Every year since the foundation of this mobilizing movement, Biola suspends classes to host the Cook Missions Conference, which aims to educate, equip and inspire students to embrace their role in fulfilling the Great Commission, which is something both Clyde and Anna Belle Cook were passionate about.

Born in 1935, Clyde Cook grew up in Hong Kong. When the Japanese invaded in 1941, he, his parents and five siblings were imprisoned for six months in three separate concentration camps. In 1942, he was reunited with his poverty-stricken family in South Africa.

They later settled in Laguna Beach, Calif., where Cook excelled on his high school basketball team. As the 1953 California Interscholastic Federation’s “Basketball Player of the Year,” Cook received lucrative scholarship offers from 13 colleges and universities. He planned to play for the University of Southern California but two weeks before classes started, he changed his mind and enrolled at Biola College to prepare for professional Christian ministry. There, he met his wife, Anna Belle Lund (’55), and earned three degrees — a bachelor’s degree in Bible, a master of divinity and a master of theology. After a five-year stint as Biola’s athletic director and coach of the men’s sports teams, he, Anna Belle and their two young children, Laura and Craig, left as missionaries to the Philippines. Four years later they returned for Clyde to head Biola’s missions department, which he did for 12 years. In 1979, Cook was appointed the president of Overseas Crusades, a missions agency, which is now called O.C. International.

In 1982, Biola’s Board of Trustees invited Cook to be Biola’s seventh president due to his vast work in missions and his stellar leadership over the years. A year later, he and Dr. Marvin K. Mayers laid the foundation for the school of intercultural studies, which would later be named after Clyde and Anna Belle Cook. During his tenure he led Biola through the transition from college to university with a new mindset focused on the structure and strategy for the new Christian university and many new programs were started in addition to new schools, leading to the school’s enrollment growth. Cook retired as Biola’s president after 25 years of service.

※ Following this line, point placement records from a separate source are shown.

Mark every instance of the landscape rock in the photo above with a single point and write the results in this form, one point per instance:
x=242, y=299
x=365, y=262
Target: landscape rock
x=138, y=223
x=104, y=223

With the closure of the Cook School of Intercultural Studies in summer 2024, the Cook legacy will be perpetuated through the Clyde and Anna Belle Cook Missions Conference. Three generations of the Cook family have graduated from Biola — their son Craig Cook (B.A. ’84, M.A. ’86) and their daughter Laura Botka (Cook, B.A. ’83, M.A. ’85) and four of their grandchildren, the last of whom will graduate in May 2025.